Employee Labor Relations Laws | Netchex Hiring Software
February 13, 2014

The vast majority of workplaces in the United States fall under the jurisdiction of the National Labor Relations Board (NLRB). Per their website, the NLRB is “an independent federal agency vested with the power to safeguard employees’ rights to organize and to determine whether to have unions as their bargaining representative.” The NLRB also “acts to prevent and remedy unfair labor practices committed by private sector employers and unions.”
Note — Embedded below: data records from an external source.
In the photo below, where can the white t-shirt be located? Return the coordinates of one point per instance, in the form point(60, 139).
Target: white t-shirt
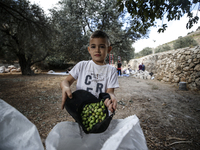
point(94, 78)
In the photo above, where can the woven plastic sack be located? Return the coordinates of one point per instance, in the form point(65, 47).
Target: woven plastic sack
point(16, 131)
point(75, 106)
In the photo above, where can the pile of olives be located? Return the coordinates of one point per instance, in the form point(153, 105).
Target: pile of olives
point(92, 114)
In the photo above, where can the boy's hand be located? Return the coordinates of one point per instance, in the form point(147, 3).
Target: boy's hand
point(111, 103)
point(66, 92)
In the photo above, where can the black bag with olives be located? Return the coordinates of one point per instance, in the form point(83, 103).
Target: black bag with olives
point(88, 111)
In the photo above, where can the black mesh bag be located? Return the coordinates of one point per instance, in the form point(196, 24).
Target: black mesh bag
point(81, 98)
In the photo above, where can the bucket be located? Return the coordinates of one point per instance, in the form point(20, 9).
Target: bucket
point(183, 86)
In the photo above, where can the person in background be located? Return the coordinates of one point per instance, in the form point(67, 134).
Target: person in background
point(119, 65)
point(143, 67)
point(140, 67)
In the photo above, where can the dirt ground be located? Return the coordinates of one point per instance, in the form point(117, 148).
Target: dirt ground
point(169, 118)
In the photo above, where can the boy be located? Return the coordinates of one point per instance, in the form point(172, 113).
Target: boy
point(94, 75)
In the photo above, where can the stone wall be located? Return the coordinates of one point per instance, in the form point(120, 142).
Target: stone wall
point(173, 66)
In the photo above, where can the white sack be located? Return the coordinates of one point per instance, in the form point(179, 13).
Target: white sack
point(121, 134)
point(16, 131)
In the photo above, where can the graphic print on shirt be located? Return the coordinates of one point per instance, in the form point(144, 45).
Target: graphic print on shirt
point(94, 82)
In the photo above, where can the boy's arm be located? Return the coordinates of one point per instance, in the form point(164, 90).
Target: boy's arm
point(66, 91)
point(111, 103)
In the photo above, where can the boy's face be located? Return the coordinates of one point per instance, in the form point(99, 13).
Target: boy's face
point(99, 49)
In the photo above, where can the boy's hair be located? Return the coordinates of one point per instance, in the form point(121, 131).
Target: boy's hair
point(100, 34)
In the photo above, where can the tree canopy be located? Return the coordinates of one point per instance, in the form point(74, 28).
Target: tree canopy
point(76, 20)
point(147, 11)
point(25, 33)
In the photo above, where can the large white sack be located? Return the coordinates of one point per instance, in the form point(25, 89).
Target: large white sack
point(16, 131)
point(121, 134)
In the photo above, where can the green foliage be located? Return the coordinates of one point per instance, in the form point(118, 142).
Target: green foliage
point(162, 48)
point(76, 20)
point(25, 33)
point(182, 42)
point(147, 12)
point(146, 51)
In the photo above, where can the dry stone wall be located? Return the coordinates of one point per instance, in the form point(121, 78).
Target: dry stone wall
point(181, 65)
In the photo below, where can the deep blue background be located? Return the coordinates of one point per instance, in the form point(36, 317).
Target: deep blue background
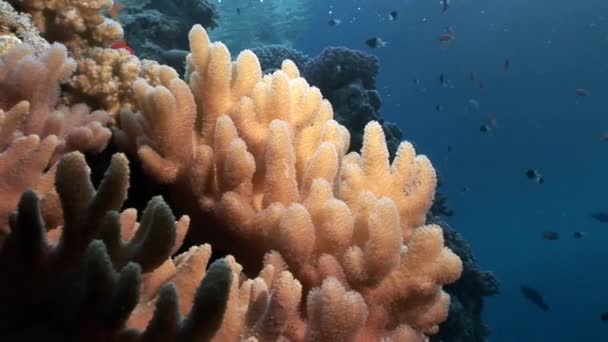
point(554, 47)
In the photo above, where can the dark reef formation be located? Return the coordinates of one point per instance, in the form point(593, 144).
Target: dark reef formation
point(464, 323)
point(159, 29)
point(347, 78)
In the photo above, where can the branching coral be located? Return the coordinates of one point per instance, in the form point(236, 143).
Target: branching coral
point(36, 128)
point(265, 159)
point(20, 25)
point(77, 24)
point(66, 287)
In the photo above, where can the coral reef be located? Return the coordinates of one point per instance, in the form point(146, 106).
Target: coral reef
point(464, 323)
point(36, 127)
point(274, 175)
point(332, 245)
point(158, 29)
point(66, 286)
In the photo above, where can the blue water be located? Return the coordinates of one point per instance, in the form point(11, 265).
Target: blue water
point(554, 47)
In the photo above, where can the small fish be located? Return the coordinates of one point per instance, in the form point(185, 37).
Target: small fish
point(550, 235)
point(375, 42)
point(533, 296)
point(121, 44)
point(334, 22)
point(534, 175)
point(114, 11)
point(489, 125)
point(447, 36)
point(579, 235)
point(473, 105)
point(600, 216)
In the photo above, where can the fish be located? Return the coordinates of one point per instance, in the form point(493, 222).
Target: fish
point(550, 235)
point(334, 22)
point(114, 11)
point(447, 36)
point(489, 125)
point(534, 175)
point(600, 216)
point(375, 42)
point(121, 44)
point(473, 105)
point(579, 235)
point(533, 296)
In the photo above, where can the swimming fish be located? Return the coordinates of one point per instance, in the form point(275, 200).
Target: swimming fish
point(579, 235)
point(447, 36)
point(473, 105)
point(375, 42)
point(334, 22)
point(550, 235)
point(534, 175)
point(534, 297)
point(121, 44)
point(114, 11)
point(600, 216)
point(489, 125)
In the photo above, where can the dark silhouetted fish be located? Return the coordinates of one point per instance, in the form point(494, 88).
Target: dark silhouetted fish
point(334, 22)
point(579, 235)
point(375, 42)
point(600, 216)
point(550, 235)
point(534, 297)
point(534, 175)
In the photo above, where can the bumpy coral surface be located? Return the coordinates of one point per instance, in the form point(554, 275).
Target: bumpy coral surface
point(265, 159)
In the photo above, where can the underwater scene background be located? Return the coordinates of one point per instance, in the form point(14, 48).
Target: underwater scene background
point(165, 174)
point(554, 48)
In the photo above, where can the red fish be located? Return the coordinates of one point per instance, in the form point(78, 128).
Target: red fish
point(121, 44)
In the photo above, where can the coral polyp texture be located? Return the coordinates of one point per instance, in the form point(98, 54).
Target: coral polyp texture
point(341, 239)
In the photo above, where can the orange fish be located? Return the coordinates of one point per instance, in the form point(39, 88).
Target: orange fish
point(114, 11)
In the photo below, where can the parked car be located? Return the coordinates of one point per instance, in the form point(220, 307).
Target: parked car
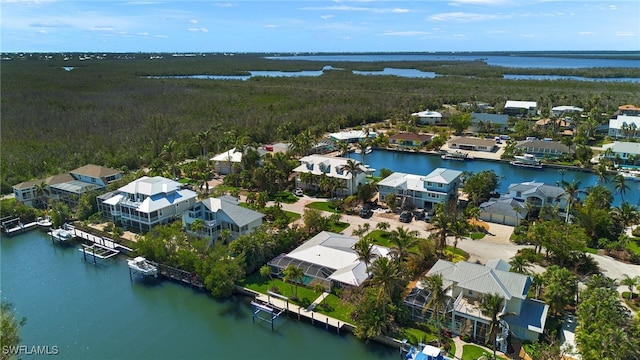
point(366, 211)
point(406, 216)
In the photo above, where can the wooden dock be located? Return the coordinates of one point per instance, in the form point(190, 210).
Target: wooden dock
point(100, 240)
point(184, 277)
point(279, 303)
point(13, 226)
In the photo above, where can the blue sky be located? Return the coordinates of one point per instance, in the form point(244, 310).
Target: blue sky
point(323, 26)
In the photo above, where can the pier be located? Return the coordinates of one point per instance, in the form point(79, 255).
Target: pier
point(279, 303)
point(12, 226)
point(182, 276)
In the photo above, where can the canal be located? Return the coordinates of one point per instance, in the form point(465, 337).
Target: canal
point(422, 164)
point(96, 312)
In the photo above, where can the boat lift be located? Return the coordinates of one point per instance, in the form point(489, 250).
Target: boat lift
point(260, 309)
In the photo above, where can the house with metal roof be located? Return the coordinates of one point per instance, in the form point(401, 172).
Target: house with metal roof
point(472, 144)
point(466, 283)
point(625, 126)
point(624, 151)
point(320, 165)
point(519, 108)
point(503, 210)
point(66, 187)
point(428, 117)
point(409, 140)
point(543, 148)
point(328, 259)
point(223, 163)
point(438, 187)
point(217, 214)
point(146, 202)
point(481, 122)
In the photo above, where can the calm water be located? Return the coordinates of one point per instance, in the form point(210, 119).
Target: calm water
point(96, 312)
point(422, 164)
point(506, 61)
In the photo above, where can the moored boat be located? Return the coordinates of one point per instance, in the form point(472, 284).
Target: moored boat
point(141, 265)
point(526, 160)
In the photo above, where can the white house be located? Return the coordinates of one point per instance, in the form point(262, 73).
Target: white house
point(67, 187)
point(146, 202)
point(328, 259)
point(319, 165)
point(624, 126)
point(626, 152)
point(467, 283)
point(223, 163)
point(221, 213)
point(428, 117)
point(518, 108)
point(438, 187)
point(563, 110)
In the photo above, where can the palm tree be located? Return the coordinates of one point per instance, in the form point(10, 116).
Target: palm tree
point(571, 190)
point(491, 306)
point(353, 168)
point(630, 282)
point(626, 213)
point(169, 154)
point(402, 240)
point(620, 185)
point(520, 264)
point(385, 275)
point(437, 300)
point(601, 172)
point(364, 250)
point(294, 274)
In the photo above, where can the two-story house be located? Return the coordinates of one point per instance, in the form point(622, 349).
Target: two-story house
point(466, 284)
point(218, 214)
point(438, 187)
point(67, 187)
point(146, 202)
point(335, 167)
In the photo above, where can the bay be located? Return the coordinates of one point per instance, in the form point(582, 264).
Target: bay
point(423, 163)
point(514, 61)
point(96, 312)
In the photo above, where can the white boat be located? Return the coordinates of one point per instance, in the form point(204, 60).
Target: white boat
point(428, 352)
point(141, 265)
point(61, 234)
point(527, 160)
point(457, 156)
point(633, 175)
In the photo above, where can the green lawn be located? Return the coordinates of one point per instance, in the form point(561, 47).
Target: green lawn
point(261, 284)
point(338, 227)
point(323, 206)
point(379, 237)
point(472, 352)
point(333, 307)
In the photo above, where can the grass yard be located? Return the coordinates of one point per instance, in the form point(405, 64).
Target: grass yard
point(472, 352)
point(324, 206)
point(262, 284)
point(333, 307)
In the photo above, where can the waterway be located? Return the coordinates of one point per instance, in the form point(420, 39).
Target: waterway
point(96, 312)
point(423, 164)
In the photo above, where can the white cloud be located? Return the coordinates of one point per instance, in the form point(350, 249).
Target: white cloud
point(50, 24)
point(464, 17)
point(104, 28)
point(405, 33)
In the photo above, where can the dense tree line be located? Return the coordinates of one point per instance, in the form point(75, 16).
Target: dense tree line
point(108, 112)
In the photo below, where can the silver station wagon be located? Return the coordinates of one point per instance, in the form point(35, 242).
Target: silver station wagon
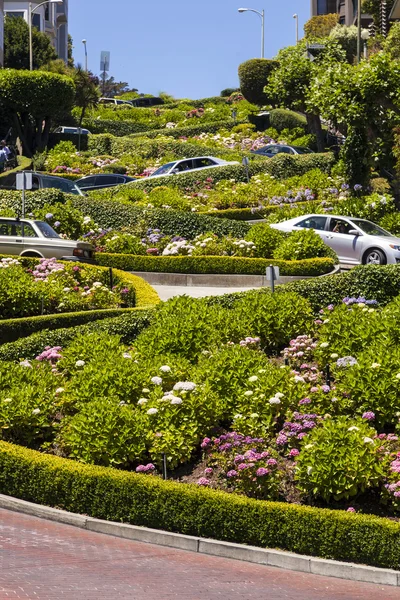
point(24, 237)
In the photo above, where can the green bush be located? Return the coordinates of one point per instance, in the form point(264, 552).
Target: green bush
point(13, 329)
point(281, 166)
point(108, 213)
point(253, 77)
point(265, 239)
point(148, 501)
point(303, 244)
point(228, 265)
point(281, 119)
point(340, 460)
point(128, 325)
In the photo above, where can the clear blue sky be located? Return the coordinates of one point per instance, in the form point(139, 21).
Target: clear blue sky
point(188, 49)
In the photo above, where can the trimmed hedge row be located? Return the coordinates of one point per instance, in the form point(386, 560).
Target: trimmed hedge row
point(115, 214)
point(13, 329)
point(281, 166)
point(121, 496)
point(127, 325)
point(232, 265)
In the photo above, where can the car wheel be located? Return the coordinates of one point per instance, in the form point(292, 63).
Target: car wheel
point(375, 257)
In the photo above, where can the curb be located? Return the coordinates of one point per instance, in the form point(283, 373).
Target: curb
point(260, 556)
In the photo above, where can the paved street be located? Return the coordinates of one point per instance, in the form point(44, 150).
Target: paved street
point(41, 560)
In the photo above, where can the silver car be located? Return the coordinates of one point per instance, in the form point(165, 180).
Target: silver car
point(355, 241)
point(191, 164)
point(24, 237)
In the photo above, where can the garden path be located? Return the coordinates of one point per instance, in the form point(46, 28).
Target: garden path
point(43, 560)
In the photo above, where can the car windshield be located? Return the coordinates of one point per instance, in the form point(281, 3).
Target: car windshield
point(164, 169)
point(301, 150)
point(46, 230)
point(370, 228)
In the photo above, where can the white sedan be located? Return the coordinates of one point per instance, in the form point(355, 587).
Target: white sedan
point(191, 164)
point(355, 241)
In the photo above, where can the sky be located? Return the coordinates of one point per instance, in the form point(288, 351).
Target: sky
point(185, 48)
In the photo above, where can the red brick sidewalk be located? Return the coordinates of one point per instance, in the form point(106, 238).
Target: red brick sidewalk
point(41, 560)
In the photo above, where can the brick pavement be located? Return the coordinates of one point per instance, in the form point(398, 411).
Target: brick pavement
point(41, 560)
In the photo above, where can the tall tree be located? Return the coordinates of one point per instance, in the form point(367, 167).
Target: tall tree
point(33, 100)
point(16, 45)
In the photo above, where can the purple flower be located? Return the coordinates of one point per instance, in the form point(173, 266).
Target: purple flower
point(231, 473)
point(369, 415)
point(261, 472)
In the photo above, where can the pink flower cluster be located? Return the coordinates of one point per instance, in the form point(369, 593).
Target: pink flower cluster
point(52, 355)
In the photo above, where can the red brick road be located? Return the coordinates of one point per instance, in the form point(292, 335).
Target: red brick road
point(41, 560)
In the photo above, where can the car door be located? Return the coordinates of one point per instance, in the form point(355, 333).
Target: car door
point(315, 222)
point(10, 237)
point(348, 247)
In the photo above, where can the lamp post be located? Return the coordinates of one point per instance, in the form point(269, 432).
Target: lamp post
point(30, 13)
point(358, 31)
point(296, 17)
point(262, 15)
point(84, 43)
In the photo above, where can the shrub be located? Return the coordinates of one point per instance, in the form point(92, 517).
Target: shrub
point(228, 265)
point(148, 501)
point(253, 77)
point(281, 119)
point(340, 460)
point(265, 239)
point(127, 326)
point(303, 244)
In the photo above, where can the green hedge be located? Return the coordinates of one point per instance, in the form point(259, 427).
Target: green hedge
point(127, 325)
point(121, 496)
point(226, 265)
point(13, 329)
point(281, 166)
point(116, 214)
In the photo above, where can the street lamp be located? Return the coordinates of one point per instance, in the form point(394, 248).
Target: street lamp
point(30, 13)
point(296, 17)
point(262, 15)
point(365, 38)
point(84, 43)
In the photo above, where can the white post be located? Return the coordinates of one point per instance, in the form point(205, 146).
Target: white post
point(262, 32)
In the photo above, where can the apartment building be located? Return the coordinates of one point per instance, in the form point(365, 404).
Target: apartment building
point(346, 9)
point(51, 19)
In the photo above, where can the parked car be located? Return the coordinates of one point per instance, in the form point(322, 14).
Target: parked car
point(41, 181)
point(100, 181)
point(273, 149)
point(24, 237)
point(191, 164)
point(72, 130)
point(147, 101)
point(355, 241)
point(115, 101)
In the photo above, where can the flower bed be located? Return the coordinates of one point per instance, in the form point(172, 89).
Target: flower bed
point(147, 501)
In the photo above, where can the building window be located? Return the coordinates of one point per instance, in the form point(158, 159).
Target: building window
point(14, 14)
point(36, 21)
point(325, 7)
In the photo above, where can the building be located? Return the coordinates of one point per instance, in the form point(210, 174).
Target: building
point(51, 19)
point(346, 9)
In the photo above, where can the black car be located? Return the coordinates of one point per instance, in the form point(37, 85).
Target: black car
point(274, 149)
point(102, 180)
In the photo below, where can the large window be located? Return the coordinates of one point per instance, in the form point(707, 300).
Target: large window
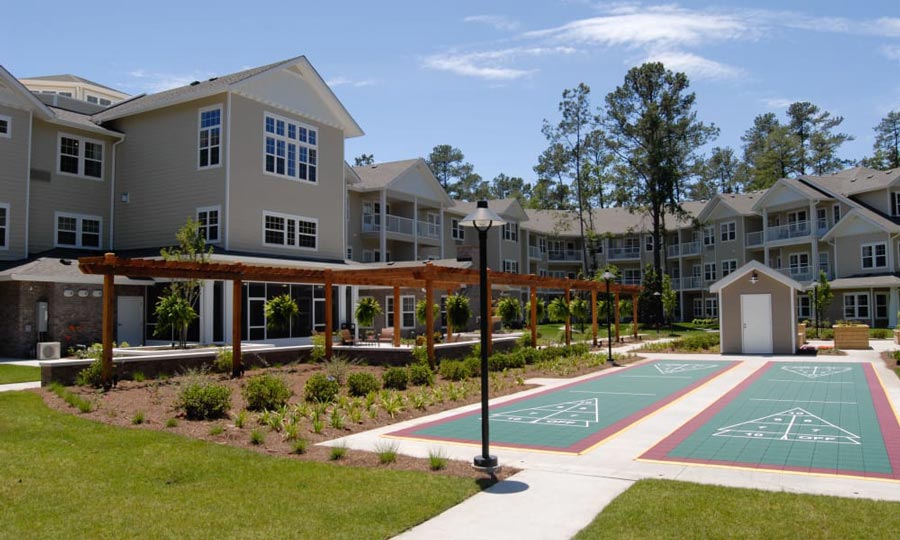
point(728, 231)
point(874, 255)
point(457, 231)
point(291, 149)
point(79, 156)
point(76, 230)
point(208, 218)
point(856, 306)
point(290, 231)
point(210, 137)
point(4, 226)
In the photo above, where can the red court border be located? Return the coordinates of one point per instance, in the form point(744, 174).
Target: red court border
point(583, 444)
point(887, 420)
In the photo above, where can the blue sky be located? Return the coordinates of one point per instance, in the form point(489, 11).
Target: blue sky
point(482, 76)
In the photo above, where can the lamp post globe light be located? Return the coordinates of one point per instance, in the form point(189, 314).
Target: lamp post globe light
point(483, 218)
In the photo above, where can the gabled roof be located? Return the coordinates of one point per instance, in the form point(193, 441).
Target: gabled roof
point(68, 77)
point(741, 273)
point(299, 66)
point(411, 177)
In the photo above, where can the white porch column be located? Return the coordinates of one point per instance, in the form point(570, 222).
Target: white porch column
point(415, 228)
point(207, 298)
point(228, 308)
point(382, 245)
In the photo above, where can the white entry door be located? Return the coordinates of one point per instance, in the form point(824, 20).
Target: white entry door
point(130, 319)
point(756, 323)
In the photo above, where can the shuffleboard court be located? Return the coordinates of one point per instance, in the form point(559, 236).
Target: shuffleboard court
point(576, 417)
point(816, 418)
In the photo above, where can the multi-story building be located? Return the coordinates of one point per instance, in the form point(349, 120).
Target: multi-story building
point(257, 158)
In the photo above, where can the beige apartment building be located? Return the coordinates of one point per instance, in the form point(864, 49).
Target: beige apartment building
point(257, 157)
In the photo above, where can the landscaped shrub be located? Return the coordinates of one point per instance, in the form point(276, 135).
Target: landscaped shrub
point(420, 375)
point(204, 400)
point(395, 378)
point(361, 384)
point(266, 392)
point(454, 370)
point(321, 388)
It is very important for employers to review their employee handbooks each year and make sure that their company’s policies are in line with the regulations implemented by the NLRB. This review will be particularly important in the coming year, as the NLRB is currently reviewing the legality of many long-standing labor policies in nonunionized workplaces. Largely, they are focusing on policies that can be considered overly broad or could be interpreted as infringing on employee rights. These include:

  • Policies requiring “respectful” or “appropriate” conduct without defining what these mean.
  • Policies prohibiting “gossiping” or “fraternization” between employees without defining what these mean.
  • Confidentiality policies which restrict employees from discussing their salaries or any company disciplinary actions against them.
  • Policies involving in-house grievance procedures.
  • Dress codes which disallow wearing union insignia.
  • Policies limiting employee social media use.
  • Anti-bullying policies which are so broad they can be interpreted as limiting free speech.
  • Policies prohibiting employees from “disparaging” their employer without defining what this means.

Policies which disallow “inappropriate” online postings without defining what this means.

As you can see, labor relations law has a great deal of complexity to it. The best way to make sure your company is fully in compliance is to have an attorney specializing in this field review your company’s policies. A good place to start is by giving a thorough review to any policies that deal with employee verbal or written communication.